5. ADAMTS 13—Von Willebrand Factor, a Bridge between Coagulation and Fibrosis

Liver cirrhosis has long been considered an acquired bleeding condition because of altered coagulation parameters. Indeed, there is a reduction in liver-related coagulation factors, such as Factors II, V, VII, IX, and XI, but levels of vitamin K-dependent anticoagulant proteins, protein C (PC), protein S, and antithrombin III are also reduced [94,95]. However, it is now recognized that the risk of bleeding is not a consequence of coagulation imbalance but is related to portal hypertension, and that cirrhotic patients maintain a perfect hemostatic balance in most cases [96]. In fact, studies by Tripodi et al. proved that the thrombin generation assay remains preserved in these patients despite these alterations [97,98]. Increased levels of Factor VIII (FVIII) and VWF have also been observed in cirrhotic patients with portal hypertension, suggesting that a procoagulant milieu may prevail [99,100].

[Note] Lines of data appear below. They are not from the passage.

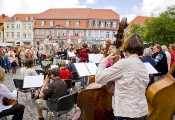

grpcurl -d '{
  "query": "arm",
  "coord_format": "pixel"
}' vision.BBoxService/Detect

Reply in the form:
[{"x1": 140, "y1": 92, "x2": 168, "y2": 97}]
[
  {"x1": 39, "y1": 76, "x2": 50, "y2": 98},
  {"x1": 95, "y1": 58, "x2": 125, "y2": 83},
  {"x1": 0, "y1": 84, "x2": 17, "y2": 100}
]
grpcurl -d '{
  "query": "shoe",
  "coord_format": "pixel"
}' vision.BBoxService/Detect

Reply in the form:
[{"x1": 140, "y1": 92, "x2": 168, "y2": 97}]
[{"x1": 36, "y1": 117, "x2": 44, "y2": 120}]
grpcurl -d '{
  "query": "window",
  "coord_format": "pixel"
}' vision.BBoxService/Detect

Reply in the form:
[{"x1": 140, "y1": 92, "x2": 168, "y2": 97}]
[
  {"x1": 63, "y1": 30, "x2": 66, "y2": 36},
  {"x1": 28, "y1": 24, "x2": 32, "y2": 29},
  {"x1": 41, "y1": 30, "x2": 44, "y2": 35},
  {"x1": 50, "y1": 20, "x2": 53, "y2": 26},
  {"x1": 16, "y1": 24, "x2": 20, "y2": 29},
  {"x1": 95, "y1": 20, "x2": 99, "y2": 27},
  {"x1": 23, "y1": 24, "x2": 26, "y2": 29},
  {"x1": 112, "y1": 21, "x2": 117, "y2": 28},
  {"x1": 74, "y1": 30, "x2": 79, "y2": 36},
  {"x1": 52, "y1": 30, "x2": 55, "y2": 36},
  {"x1": 89, "y1": 20, "x2": 92, "y2": 27},
  {"x1": 106, "y1": 21, "x2": 111, "y2": 28},
  {"x1": 88, "y1": 31, "x2": 92, "y2": 36},
  {"x1": 80, "y1": 30, "x2": 84, "y2": 36},
  {"x1": 106, "y1": 32, "x2": 109, "y2": 38},
  {"x1": 12, "y1": 24, "x2": 14, "y2": 29},
  {"x1": 17, "y1": 32, "x2": 20, "y2": 38},
  {"x1": 7, "y1": 32, "x2": 10, "y2": 38},
  {"x1": 12, "y1": 32, "x2": 14, "y2": 38},
  {"x1": 28, "y1": 33, "x2": 31, "y2": 38},
  {"x1": 57, "y1": 30, "x2": 61, "y2": 37},
  {"x1": 101, "y1": 21, "x2": 105, "y2": 27},
  {"x1": 23, "y1": 33, "x2": 26, "y2": 38},
  {"x1": 66, "y1": 20, "x2": 69, "y2": 27},
  {"x1": 7, "y1": 24, "x2": 9, "y2": 28},
  {"x1": 41, "y1": 20, "x2": 44, "y2": 26},
  {"x1": 100, "y1": 31, "x2": 104, "y2": 37},
  {"x1": 94, "y1": 31, "x2": 98, "y2": 37},
  {"x1": 35, "y1": 29, "x2": 39, "y2": 35},
  {"x1": 75, "y1": 20, "x2": 80, "y2": 27},
  {"x1": 69, "y1": 30, "x2": 73, "y2": 36}
]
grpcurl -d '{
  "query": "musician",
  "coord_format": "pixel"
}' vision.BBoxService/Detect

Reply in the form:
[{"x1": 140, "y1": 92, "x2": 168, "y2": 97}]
[
  {"x1": 35, "y1": 68, "x2": 67, "y2": 120},
  {"x1": 0, "y1": 67, "x2": 25, "y2": 120},
  {"x1": 95, "y1": 34, "x2": 149, "y2": 120}
]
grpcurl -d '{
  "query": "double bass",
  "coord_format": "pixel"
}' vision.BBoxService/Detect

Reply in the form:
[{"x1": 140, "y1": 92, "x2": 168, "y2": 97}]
[{"x1": 72, "y1": 18, "x2": 127, "y2": 120}]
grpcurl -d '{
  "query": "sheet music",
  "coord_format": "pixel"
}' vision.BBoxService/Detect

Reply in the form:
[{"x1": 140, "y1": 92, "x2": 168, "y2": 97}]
[
  {"x1": 23, "y1": 75, "x2": 44, "y2": 88},
  {"x1": 89, "y1": 54, "x2": 103, "y2": 63},
  {"x1": 67, "y1": 52, "x2": 76, "y2": 57},
  {"x1": 85, "y1": 63, "x2": 97, "y2": 75},
  {"x1": 50, "y1": 65, "x2": 58, "y2": 70},
  {"x1": 144, "y1": 62, "x2": 158, "y2": 74},
  {"x1": 74, "y1": 63, "x2": 90, "y2": 77}
]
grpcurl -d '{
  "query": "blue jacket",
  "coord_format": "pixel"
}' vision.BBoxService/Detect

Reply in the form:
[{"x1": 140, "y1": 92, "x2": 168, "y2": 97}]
[{"x1": 140, "y1": 56, "x2": 156, "y2": 68}]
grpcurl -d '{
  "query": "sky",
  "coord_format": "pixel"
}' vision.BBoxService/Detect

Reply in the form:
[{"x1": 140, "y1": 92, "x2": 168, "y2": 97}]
[{"x1": 0, "y1": 0, "x2": 175, "y2": 22}]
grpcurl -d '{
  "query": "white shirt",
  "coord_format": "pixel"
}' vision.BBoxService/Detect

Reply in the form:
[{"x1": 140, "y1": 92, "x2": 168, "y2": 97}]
[
  {"x1": 95, "y1": 54, "x2": 149, "y2": 118},
  {"x1": 0, "y1": 84, "x2": 17, "y2": 112},
  {"x1": 165, "y1": 51, "x2": 171, "y2": 70}
]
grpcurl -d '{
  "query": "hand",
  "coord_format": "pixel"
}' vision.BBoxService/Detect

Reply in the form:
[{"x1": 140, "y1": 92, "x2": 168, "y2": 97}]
[{"x1": 107, "y1": 52, "x2": 119, "y2": 60}]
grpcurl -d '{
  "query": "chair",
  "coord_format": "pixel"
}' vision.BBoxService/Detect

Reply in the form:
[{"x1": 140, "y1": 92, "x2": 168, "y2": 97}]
[
  {"x1": 35, "y1": 70, "x2": 46, "y2": 79},
  {"x1": 49, "y1": 92, "x2": 77, "y2": 119},
  {"x1": 13, "y1": 79, "x2": 30, "y2": 100},
  {"x1": 64, "y1": 79, "x2": 72, "y2": 94}
]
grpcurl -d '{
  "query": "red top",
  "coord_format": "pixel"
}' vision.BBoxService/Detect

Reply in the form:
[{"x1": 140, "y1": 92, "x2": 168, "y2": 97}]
[{"x1": 60, "y1": 69, "x2": 73, "y2": 79}]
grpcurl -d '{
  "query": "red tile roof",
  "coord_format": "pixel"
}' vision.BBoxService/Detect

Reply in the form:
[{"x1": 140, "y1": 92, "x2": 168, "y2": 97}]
[
  {"x1": 128, "y1": 16, "x2": 151, "y2": 30},
  {"x1": 36, "y1": 8, "x2": 120, "y2": 20}
]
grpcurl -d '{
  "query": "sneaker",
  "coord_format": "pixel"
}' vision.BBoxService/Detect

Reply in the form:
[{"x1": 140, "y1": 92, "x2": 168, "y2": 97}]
[{"x1": 36, "y1": 117, "x2": 44, "y2": 120}]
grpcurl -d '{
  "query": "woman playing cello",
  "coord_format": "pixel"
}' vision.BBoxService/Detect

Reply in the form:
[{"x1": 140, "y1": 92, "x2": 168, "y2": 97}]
[{"x1": 95, "y1": 34, "x2": 149, "y2": 120}]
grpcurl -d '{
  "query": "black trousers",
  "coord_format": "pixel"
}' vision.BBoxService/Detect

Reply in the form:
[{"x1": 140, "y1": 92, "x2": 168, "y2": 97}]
[{"x1": 0, "y1": 104, "x2": 25, "y2": 120}]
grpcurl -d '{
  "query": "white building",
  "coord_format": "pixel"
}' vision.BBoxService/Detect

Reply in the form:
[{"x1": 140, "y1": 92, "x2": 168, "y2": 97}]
[{"x1": 4, "y1": 14, "x2": 38, "y2": 45}]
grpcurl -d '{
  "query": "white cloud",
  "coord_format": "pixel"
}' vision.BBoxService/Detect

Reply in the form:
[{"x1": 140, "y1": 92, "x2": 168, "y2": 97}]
[
  {"x1": 85, "y1": 0, "x2": 97, "y2": 4},
  {"x1": 0, "y1": 0, "x2": 86, "y2": 16},
  {"x1": 104, "y1": 5, "x2": 117, "y2": 11},
  {"x1": 123, "y1": 0, "x2": 175, "y2": 22}
]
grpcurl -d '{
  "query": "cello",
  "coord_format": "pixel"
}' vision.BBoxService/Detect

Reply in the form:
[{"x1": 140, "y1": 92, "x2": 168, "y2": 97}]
[
  {"x1": 72, "y1": 18, "x2": 127, "y2": 120},
  {"x1": 146, "y1": 64, "x2": 175, "y2": 120}
]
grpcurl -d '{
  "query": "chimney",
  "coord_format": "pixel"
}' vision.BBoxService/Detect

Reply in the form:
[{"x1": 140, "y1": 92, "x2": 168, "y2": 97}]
[{"x1": 2, "y1": 14, "x2": 5, "y2": 19}]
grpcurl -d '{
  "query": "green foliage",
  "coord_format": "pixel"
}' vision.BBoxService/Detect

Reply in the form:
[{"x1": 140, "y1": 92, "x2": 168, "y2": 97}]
[{"x1": 127, "y1": 5, "x2": 175, "y2": 45}]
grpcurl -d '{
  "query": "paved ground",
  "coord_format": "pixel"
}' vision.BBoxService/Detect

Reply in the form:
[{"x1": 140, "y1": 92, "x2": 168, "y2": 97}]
[
  {"x1": 5, "y1": 66, "x2": 175, "y2": 120},
  {"x1": 5, "y1": 66, "x2": 80, "y2": 120}
]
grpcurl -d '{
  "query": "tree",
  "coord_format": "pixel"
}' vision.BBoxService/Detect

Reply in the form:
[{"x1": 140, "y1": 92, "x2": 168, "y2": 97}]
[{"x1": 144, "y1": 5, "x2": 175, "y2": 45}]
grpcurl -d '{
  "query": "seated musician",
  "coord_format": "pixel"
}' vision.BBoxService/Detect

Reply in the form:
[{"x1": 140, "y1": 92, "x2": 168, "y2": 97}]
[
  {"x1": 0, "y1": 67, "x2": 25, "y2": 120},
  {"x1": 35, "y1": 68, "x2": 67, "y2": 120},
  {"x1": 95, "y1": 34, "x2": 149, "y2": 120},
  {"x1": 58, "y1": 61, "x2": 73, "y2": 79}
]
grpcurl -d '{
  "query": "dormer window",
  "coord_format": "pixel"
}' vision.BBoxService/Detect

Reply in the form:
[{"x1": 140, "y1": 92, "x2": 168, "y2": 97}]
[
  {"x1": 106, "y1": 21, "x2": 111, "y2": 28},
  {"x1": 95, "y1": 20, "x2": 99, "y2": 27},
  {"x1": 75, "y1": 20, "x2": 80, "y2": 27},
  {"x1": 101, "y1": 21, "x2": 105, "y2": 28},
  {"x1": 112, "y1": 21, "x2": 117, "y2": 28},
  {"x1": 66, "y1": 20, "x2": 69, "y2": 27},
  {"x1": 50, "y1": 20, "x2": 53, "y2": 27},
  {"x1": 89, "y1": 20, "x2": 93, "y2": 27},
  {"x1": 41, "y1": 20, "x2": 44, "y2": 26}
]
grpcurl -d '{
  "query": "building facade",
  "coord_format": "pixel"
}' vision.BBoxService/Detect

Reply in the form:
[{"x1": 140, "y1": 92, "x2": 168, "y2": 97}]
[
  {"x1": 0, "y1": 14, "x2": 9, "y2": 43},
  {"x1": 4, "y1": 14, "x2": 38, "y2": 45},
  {"x1": 34, "y1": 8, "x2": 120, "y2": 44}
]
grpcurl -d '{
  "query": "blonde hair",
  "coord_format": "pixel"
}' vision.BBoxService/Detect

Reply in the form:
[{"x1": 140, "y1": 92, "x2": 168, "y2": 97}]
[{"x1": 0, "y1": 67, "x2": 5, "y2": 83}]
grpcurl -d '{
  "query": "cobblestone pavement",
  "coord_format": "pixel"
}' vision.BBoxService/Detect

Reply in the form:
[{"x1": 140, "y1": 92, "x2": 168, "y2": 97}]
[
  {"x1": 5, "y1": 65, "x2": 175, "y2": 120},
  {"x1": 4, "y1": 65, "x2": 80, "y2": 120}
]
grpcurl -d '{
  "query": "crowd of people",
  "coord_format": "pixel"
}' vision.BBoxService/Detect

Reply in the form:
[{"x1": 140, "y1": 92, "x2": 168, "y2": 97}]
[{"x1": 0, "y1": 34, "x2": 175, "y2": 120}]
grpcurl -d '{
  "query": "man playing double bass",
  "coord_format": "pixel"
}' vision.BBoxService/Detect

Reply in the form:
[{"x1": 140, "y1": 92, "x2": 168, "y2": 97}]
[{"x1": 95, "y1": 34, "x2": 149, "y2": 120}]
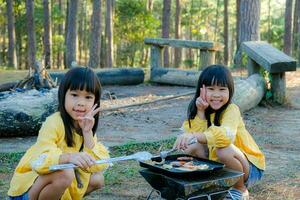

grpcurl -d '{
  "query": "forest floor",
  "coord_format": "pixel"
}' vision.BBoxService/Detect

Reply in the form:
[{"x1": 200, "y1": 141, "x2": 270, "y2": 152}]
[{"x1": 0, "y1": 70, "x2": 300, "y2": 200}]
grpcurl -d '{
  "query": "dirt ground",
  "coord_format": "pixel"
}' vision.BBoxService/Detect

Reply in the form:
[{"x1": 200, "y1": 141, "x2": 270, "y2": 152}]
[
  {"x1": 0, "y1": 70, "x2": 300, "y2": 200},
  {"x1": 92, "y1": 70, "x2": 300, "y2": 200}
]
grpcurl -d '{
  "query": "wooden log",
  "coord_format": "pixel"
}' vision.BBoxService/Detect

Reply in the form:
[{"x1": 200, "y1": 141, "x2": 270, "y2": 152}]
[
  {"x1": 151, "y1": 67, "x2": 200, "y2": 86},
  {"x1": 50, "y1": 68, "x2": 145, "y2": 85},
  {"x1": 0, "y1": 69, "x2": 265, "y2": 137},
  {"x1": 232, "y1": 74, "x2": 266, "y2": 112},
  {"x1": 199, "y1": 50, "x2": 216, "y2": 70},
  {"x1": 0, "y1": 82, "x2": 18, "y2": 92},
  {"x1": 144, "y1": 38, "x2": 223, "y2": 51},
  {"x1": 271, "y1": 72, "x2": 286, "y2": 104},
  {"x1": 242, "y1": 41, "x2": 297, "y2": 73},
  {"x1": 242, "y1": 41, "x2": 297, "y2": 104},
  {"x1": 0, "y1": 88, "x2": 58, "y2": 137}
]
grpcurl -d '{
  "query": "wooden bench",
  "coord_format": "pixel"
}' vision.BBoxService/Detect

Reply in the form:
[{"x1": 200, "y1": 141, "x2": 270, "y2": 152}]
[
  {"x1": 144, "y1": 38, "x2": 222, "y2": 70},
  {"x1": 242, "y1": 41, "x2": 297, "y2": 104}
]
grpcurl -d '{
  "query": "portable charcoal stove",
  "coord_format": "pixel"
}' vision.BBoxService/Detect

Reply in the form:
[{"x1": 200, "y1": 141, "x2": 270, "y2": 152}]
[{"x1": 140, "y1": 154, "x2": 243, "y2": 200}]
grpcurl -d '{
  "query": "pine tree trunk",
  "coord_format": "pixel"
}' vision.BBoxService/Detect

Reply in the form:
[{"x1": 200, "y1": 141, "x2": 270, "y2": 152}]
[
  {"x1": 6, "y1": 0, "x2": 18, "y2": 69},
  {"x1": 224, "y1": 0, "x2": 229, "y2": 65},
  {"x1": 174, "y1": 0, "x2": 181, "y2": 68},
  {"x1": 105, "y1": 0, "x2": 113, "y2": 68},
  {"x1": 43, "y1": 0, "x2": 53, "y2": 69},
  {"x1": 66, "y1": 0, "x2": 78, "y2": 68},
  {"x1": 234, "y1": 0, "x2": 260, "y2": 67},
  {"x1": 293, "y1": 0, "x2": 300, "y2": 61},
  {"x1": 283, "y1": 0, "x2": 292, "y2": 55},
  {"x1": 57, "y1": 0, "x2": 66, "y2": 69},
  {"x1": 88, "y1": 0, "x2": 101, "y2": 68},
  {"x1": 26, "y1": 0, "x2": 36, "y2": 69},
  {"x1": 78, "y1": 1, "x2": 87, "y2": 65},
  {"x1": 162, "y1": 0, "x2": 171, "y2": 67}
]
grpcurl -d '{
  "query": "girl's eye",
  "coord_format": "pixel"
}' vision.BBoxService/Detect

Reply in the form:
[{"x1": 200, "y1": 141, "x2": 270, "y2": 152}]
[{"x1": 85, "y1": 96, "x2": 93, "y2": 99}]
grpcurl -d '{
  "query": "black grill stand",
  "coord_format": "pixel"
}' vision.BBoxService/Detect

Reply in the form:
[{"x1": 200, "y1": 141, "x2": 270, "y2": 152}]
[{"x1": 140, "y1": 168, "x2": 243, "y2": 200}]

These factors are produced and stored in the endothelial cells of portal and hepatic veins but not in hepatic sinusoids [101]. However, in advanced stages of liver fibrosis, endothelial cells of hepatic sinusoids acquire the phenotype of vascular endothelium due to chronic inflammation and endotoxemia, which are the main contributors to portal hypertension [102,103,104,105,106], and begin to produce FVIII and VWF. VWF is a multimeric glycoprotein synthetized and released by vascular endothelial cells in the bloodstream in the form of multimers, with the ability to bind platelets proportionally to their size, demonstrating a pivotal role in hemostatic balance [107]. It is stored in Weibel–Palade bodies (WPBs) and excreted upon stimulation. Some studies have shown a direct correlation between circulating FVIII levels and the severity of portal hypertension as measured by hepatic venous pressure gradient (HVPG) or the presence of ascites and the risk of variceal hemorrhage in patients with advanced liver disease [102,103,104,105,106]. In addition, the association between FVIII alterations and liver fibrosis is well-known: in particular, FVIII and VWF have been observed in capillaries and pericellular regions alongside necrotic sites in the liver parenchyma, and inflammatory injury may promote the deposition of these factors along with fibrosis [108]. A Disintegrin and Metalloproteinase with a Thrombospondin Type 1 motif, member 13 (ADAMTS-13), is another factor influenced by chronic inflammation and advanced liver disease. It is a metalloproteinase that cuts the multimeric VWF between Tyr1605 and Met1606 in its A2 domain. ADAMTS-13 is mainly produced in the liver by HSCs [109,110,111,112,113], and finely regulates hemostatic balance by controlling the size of VWF multimeters, thus their ability to aggregate platelets by forming microthrombi. In chronic liver disease, HSCs that acquire a myofibroblastic phenotype lose the ability to produce and store ADAMTS-13 [111,114,115,116].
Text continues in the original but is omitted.